唐观花神情阴郁而莫测高深,他盯着父亲苍老而憔悴的脸,盯着那双微微游移的浑浊的眼,一时没有开口。唐恭道:〃玉儿的事你查得如何了?〃唐观花道:〃都是真的。我找到了宋杀,大哥是用他的'穿心莲子'对付的贺璋。〃唐恭老脸上微微一热,摆摆手道:〃你歇息去吧,贺家的事明儿再议……对了,宋杀死了没有?〃唐观花道:〃爹认为我该杀了宋杀?〃唐恭怒道:〃什么话!宋杀害了你大哥,你当然得杀了他报仇!莫非你竟没有动手?〃
唐观花默然,突然他吸了口气,道:〃爹,你该休息了。〃唐恭神色略转,放平了声音道:〃你去吧,我还想一个人静静。〃唐观花道:〃爹,你不要再做掌门了。〃唐恭霍地抬头瞪着儿子,大声道:〃你说什么?〃唐观花道:〃爹做了二十年掌门,也该做够了,孩儿请您三天内将掌门之位传让于我。〃
唐恭的眼角开始抽动,一根手指颤抖着指住唐观花,厉声道:〃畜生!你大哥刚死,你就来逼迫老父让位!出去!别让我看见你!〃
唐观花没有动,眼色阴沉,冷冷道:〃如果提出这要求的是大哥,爹会怎样?〃
唐恭语塞。是啊,如果唐观玉死而复生要求这掌门之位,他会不会答应?
唐观花黑瘦的脸终于流露出恨色,怪声道:〃爹一定会答应他的,是不是?只因是我,不管我为唐家做了多少事,爹也不想传位给我,是不是?在爹心里,恨不得死的人是我,是不是?〃他的声音越来越大,郁积心里二十多年的激愤再也不加隐藏,这使他的脸孔在似明似暗的房间里显得颇为狰狞。

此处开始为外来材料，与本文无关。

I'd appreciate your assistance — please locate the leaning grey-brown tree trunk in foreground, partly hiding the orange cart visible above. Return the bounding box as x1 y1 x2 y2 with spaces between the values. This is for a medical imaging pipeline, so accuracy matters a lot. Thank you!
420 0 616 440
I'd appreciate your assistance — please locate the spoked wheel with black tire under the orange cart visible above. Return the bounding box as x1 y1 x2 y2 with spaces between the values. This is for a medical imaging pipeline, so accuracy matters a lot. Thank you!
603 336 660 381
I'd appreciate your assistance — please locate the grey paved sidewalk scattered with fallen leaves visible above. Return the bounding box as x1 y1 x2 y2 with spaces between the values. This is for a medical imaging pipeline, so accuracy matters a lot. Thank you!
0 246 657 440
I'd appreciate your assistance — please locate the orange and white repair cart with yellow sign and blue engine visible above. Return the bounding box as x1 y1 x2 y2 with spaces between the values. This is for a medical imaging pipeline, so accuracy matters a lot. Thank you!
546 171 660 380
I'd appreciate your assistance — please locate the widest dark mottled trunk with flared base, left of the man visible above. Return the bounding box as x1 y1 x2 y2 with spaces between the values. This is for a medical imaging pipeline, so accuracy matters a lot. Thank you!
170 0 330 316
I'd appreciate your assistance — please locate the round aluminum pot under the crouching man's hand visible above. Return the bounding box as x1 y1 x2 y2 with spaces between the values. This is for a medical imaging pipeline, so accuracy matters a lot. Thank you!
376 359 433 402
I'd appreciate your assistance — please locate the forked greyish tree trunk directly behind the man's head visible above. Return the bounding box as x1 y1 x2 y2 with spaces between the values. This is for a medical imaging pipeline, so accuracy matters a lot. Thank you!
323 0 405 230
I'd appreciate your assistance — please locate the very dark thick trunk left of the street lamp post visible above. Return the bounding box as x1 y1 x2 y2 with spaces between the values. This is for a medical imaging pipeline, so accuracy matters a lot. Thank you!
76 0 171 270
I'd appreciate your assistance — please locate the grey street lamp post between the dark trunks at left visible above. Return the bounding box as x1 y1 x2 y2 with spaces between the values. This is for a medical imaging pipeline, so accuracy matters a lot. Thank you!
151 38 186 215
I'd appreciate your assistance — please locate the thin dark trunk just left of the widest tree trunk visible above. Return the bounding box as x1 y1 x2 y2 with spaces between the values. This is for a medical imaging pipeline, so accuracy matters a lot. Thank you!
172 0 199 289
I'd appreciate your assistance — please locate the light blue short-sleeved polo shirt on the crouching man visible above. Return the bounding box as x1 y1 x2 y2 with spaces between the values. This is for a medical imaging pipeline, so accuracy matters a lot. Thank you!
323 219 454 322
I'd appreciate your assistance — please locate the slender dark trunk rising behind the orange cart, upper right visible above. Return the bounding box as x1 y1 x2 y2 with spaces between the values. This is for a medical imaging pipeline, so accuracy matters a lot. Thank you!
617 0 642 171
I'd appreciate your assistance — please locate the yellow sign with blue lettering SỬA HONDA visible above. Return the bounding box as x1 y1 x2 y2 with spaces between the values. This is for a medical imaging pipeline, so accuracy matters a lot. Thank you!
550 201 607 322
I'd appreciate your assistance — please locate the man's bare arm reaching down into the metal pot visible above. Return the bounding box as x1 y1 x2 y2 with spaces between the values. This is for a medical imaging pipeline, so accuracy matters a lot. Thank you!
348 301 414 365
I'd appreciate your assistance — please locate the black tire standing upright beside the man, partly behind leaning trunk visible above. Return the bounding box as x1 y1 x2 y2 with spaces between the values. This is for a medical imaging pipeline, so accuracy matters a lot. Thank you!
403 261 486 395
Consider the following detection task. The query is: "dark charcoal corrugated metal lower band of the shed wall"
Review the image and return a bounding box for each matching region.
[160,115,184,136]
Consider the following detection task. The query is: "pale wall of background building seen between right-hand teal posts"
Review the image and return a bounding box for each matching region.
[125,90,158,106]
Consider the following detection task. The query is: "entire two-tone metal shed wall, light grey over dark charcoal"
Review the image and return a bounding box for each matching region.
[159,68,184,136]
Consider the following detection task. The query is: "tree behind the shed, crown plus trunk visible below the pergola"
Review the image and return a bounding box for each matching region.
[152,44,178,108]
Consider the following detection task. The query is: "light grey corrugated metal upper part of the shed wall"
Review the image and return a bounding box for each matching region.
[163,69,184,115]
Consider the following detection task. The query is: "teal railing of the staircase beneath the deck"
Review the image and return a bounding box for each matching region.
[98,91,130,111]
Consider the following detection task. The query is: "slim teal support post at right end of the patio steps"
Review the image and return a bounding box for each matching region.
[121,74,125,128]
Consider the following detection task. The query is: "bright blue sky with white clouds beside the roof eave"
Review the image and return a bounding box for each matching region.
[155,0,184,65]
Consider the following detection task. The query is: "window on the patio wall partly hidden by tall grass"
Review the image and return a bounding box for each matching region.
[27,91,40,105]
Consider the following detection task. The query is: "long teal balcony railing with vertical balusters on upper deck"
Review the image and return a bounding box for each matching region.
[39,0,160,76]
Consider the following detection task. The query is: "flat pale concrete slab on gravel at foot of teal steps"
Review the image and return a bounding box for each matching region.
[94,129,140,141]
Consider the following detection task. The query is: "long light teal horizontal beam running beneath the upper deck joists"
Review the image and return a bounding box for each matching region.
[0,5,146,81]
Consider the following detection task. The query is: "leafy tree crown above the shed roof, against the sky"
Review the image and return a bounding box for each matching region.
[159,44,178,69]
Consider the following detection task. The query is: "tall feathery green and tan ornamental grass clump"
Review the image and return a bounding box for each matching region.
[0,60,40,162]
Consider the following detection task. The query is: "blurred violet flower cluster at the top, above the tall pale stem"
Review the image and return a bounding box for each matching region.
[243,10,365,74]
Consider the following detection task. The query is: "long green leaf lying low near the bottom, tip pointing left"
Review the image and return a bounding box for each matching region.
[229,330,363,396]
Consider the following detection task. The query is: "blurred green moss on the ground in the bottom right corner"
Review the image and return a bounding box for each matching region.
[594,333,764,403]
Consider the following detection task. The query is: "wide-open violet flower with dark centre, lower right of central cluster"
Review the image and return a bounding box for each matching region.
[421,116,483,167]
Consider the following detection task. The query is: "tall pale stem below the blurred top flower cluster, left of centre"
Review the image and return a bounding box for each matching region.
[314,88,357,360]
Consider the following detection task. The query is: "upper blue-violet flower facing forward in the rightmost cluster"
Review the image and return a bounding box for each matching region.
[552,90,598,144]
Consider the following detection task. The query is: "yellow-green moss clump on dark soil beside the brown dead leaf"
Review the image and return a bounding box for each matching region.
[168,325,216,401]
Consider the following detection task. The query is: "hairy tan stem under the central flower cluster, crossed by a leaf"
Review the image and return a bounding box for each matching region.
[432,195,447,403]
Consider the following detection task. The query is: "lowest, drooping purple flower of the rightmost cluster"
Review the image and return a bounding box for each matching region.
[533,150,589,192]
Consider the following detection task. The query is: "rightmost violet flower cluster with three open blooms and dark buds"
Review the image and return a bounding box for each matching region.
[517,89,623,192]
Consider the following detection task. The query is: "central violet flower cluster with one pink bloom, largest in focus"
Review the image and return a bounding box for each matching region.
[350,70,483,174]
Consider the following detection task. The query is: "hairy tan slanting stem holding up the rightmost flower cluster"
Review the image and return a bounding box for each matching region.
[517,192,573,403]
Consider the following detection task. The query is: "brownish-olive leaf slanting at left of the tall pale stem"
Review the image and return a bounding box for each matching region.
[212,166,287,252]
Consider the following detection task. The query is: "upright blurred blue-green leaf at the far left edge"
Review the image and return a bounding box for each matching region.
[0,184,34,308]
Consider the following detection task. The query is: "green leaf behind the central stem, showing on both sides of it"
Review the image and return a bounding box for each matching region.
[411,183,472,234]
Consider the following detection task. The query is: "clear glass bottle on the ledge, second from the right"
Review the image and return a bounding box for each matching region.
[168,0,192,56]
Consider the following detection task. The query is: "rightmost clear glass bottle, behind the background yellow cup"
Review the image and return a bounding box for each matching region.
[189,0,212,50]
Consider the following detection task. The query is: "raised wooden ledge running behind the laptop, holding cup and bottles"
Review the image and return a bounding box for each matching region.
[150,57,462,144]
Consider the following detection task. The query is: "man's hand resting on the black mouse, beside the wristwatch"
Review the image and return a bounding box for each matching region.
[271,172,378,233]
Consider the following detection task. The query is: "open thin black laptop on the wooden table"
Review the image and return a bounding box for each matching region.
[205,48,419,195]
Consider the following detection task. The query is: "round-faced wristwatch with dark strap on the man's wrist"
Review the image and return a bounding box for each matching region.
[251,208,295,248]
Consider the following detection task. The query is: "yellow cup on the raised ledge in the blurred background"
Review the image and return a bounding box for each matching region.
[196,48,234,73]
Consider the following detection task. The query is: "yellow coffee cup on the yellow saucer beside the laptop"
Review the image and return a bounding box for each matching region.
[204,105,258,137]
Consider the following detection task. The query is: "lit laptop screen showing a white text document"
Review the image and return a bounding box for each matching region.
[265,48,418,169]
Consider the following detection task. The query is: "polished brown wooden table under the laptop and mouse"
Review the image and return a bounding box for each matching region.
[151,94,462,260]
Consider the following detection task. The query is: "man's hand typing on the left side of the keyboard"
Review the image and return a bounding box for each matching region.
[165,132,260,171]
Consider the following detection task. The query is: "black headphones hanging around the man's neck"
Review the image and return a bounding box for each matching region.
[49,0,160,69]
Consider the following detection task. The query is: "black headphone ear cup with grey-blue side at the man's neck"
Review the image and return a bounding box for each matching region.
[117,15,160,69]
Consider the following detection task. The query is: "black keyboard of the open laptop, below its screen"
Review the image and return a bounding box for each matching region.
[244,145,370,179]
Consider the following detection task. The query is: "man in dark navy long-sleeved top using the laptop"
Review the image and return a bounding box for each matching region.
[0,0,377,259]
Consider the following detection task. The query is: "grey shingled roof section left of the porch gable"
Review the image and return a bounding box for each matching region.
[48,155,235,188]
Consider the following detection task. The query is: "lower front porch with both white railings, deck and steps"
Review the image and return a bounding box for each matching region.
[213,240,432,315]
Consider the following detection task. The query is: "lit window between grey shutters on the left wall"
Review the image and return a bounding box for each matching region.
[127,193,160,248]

唐恭猛地掴出一掌,〃叭〃的又重又脆地落在唐观花脸上。唐观花半边脸立即高高肿起,他的眼里甚至闪出一点儿泪,但那泪水还没滴下就干了。他冷冷盯着不住喘气的父亲,冷冷道:〃您可以打我,但您必须传位给我。〃唐恭冷笑道:〃我一天没死,你就一天别想做这掌门人!〃
唐观花忽然开始颤抖,颤抖着哑声道:〃你,你不要逼我。〃唐恭鄙夷地瞧着他,冷笑道:〃我知道你的功夫已经青出于蓝,但你如果胆敢忤逆犯上,唐门也决不会容你!不错,唐观玉是不肖,但他至少不会在亲生父亲头上动土!〃他充满威严地瞧着处境尴尬的儿子,唐观花黑脸涨得通红,瓮声瓮气地嚷道:〃爹当年的掌门之位是怎么来的?还不是逼死了四叔之后得来的。〃唐恭脸色一变,大怒喝道:〃你听谁胡说八道来?你四叔唐俭是当年铲灭我唐门大敌时死的,谁敢污陷在我头上?!〃他激怒得青筋暴突,唐观花至此不敢再言。唐恭鼓着眼睛喘息一阵,喝道:〃出去,鬼迷心窍的东西!给我好好儿反省去。〃
唐观花垂头丧气地走了出来,院子里的蔷薇香氛馥馥,粉的白的花儿在霞光里织锦一般灿烂,他无心观赏,满心都是无力和空虚。他本以为他有勇气采取极端的手段来获得掌门之位,但他显然高估了自己。他回到自己的屋里,拿出一陶罐烈酒自斟自饮起来。因为心情不好,他很快就有点儿醉了,醉眼蒙眬中,白衣仙子似的贺喜喜走了进来。
他翻着通红的醉眼瞧着那令他神智昏乱的女子,嘴里继续大口喝酒。贺喜喜没有动,居高临下地瞧着他,眼神里的一点若隐若现的轻蔑如针如刺。唐观花突然低声吼道:〃不许这样看我!〃贺喜喜讥讽地一笑,道:〃你要我像看大英雄那样来看你?你不过是个懦夫,一个只配永远被人轻视的懦夫!〃唐观花突然掷下酒罐,跳起身要将贺喜喜扣在两臂之中,这一扣之下双臂互撞,贺喜喜的身形业已不见,这时他才回过神来,适才的景象只是他的幻觉。可是,这一场由内心生发出来的幻觉令他重又有了力量。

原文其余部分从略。